Елена Вернер - Грустничное варенье
– Забавно, я совсем забыла об этой истории… – Лара прильнула виском к прохладному стеклу. – Про цыганку.
– Это же Лиле нагадали, а не тебе! – Егор сделал энергичную «The only way is up»[3] потише. – Вполне логично, что…
– Нет, не логично. Ты не понимаешь, Егор, у тебя ведь нет братьев и сестер. А мы… – Лара улыбнулась. – У нас одно детство на двоих. Мысли, воспоминания…
– Ошибаешься. У вас было два разных детства, – одернул ее Егор неожиданно жестко. Она опять оказалась не готова к такому повороту: Арефьев норовил ковырнуть свежую рану именно в тот момент, когда Лара теряла бдительность, и так снова и снова.
Но вместо того чтобы рассердиться, она стала соскальзывать в омут апатии.

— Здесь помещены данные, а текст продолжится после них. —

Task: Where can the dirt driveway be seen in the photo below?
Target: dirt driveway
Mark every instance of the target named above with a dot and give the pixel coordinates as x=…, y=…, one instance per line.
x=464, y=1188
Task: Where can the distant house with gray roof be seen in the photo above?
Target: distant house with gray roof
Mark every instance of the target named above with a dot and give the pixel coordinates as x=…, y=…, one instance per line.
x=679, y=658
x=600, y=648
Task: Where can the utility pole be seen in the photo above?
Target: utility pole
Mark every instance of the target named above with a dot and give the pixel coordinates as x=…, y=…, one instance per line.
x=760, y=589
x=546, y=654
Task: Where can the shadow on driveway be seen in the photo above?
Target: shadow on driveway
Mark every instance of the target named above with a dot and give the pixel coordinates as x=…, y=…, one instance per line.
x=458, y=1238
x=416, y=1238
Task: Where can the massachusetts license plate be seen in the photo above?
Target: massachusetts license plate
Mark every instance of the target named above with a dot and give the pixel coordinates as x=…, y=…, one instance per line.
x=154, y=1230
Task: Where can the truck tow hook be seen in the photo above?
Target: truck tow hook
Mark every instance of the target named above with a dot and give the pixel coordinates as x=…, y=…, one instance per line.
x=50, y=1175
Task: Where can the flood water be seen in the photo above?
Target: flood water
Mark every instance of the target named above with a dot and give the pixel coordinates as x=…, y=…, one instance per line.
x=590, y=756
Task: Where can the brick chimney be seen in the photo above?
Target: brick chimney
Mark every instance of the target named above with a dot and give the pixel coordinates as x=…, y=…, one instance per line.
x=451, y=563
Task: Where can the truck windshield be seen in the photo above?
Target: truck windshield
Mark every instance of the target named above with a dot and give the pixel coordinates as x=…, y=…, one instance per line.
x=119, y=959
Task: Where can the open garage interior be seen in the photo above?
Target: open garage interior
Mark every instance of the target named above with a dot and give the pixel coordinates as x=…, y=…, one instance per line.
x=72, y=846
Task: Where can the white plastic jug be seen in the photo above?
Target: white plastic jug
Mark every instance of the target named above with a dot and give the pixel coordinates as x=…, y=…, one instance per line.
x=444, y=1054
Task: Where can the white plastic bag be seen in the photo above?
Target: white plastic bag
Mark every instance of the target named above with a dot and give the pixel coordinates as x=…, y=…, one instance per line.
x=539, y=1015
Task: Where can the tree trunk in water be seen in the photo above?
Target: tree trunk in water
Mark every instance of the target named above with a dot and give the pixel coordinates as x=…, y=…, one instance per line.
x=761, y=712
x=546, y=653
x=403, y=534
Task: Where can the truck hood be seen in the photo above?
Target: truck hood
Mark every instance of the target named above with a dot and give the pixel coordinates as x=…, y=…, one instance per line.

– Господи, как же мне это надоело… – Лара рассеянно потерла пальцами лоб. – Знаешь что? Люди никогда не понимали то, что существует между нами. Это их забавляло, будто мы зверушки. А она тебе говорила о том, что в детстве у нас был собственный язык? Криптофазия – вот как это называется по-научному. Но, конечно, никому и в голову не приходило, что это не феномен, а наши души. Мы не предмет для опытов. Когда мы впервые услышали слово «криптофазия», просто были вне себя. Отвратительно-медицинское слово. Оно не имеет ничего общего с тем, что было между нами с Лилей! Ты такой же, как и все, ничего в тебе нет особенного, ты просто ставишь эксперименты на всех окружающих. Тыкаешь гусеницу палкой и ждешь, пока она свернется. Эксперимент – вывод, вот и все!
Она замолчала, чувствуя на языке хининовую горечь.
– А почему ты думала, что я… особенный? – мягко поинтересовался Егор и, сбросив скорость, обернулся. Лара мотнула головой и закусила губу. Внутри у нее все дрожало на ниточке. – Может, ты и права, – вдруг согласился с ней Арефьев. – Но ведь эксперимент, опыт – единственный способ разузнать, как все устроено. Разве не так всегда говорила Лиля? Она, правда, имела в виду науку. Чаще всего…
Он усмехнулся:
– Помню, однажды я раздобыл у папиного друга, химика, люминофор. Это такая краска, которая светится в темноте, знаешь? О, это было круто! Я наловил в банку тараканов, накрасил им спинки этим люминофором, зарядил под лампой… А потом выпустил. Так я узнал, что мой отец тоже умеет кричать.
– Довольно жестоко, – пришлось признать Ларе.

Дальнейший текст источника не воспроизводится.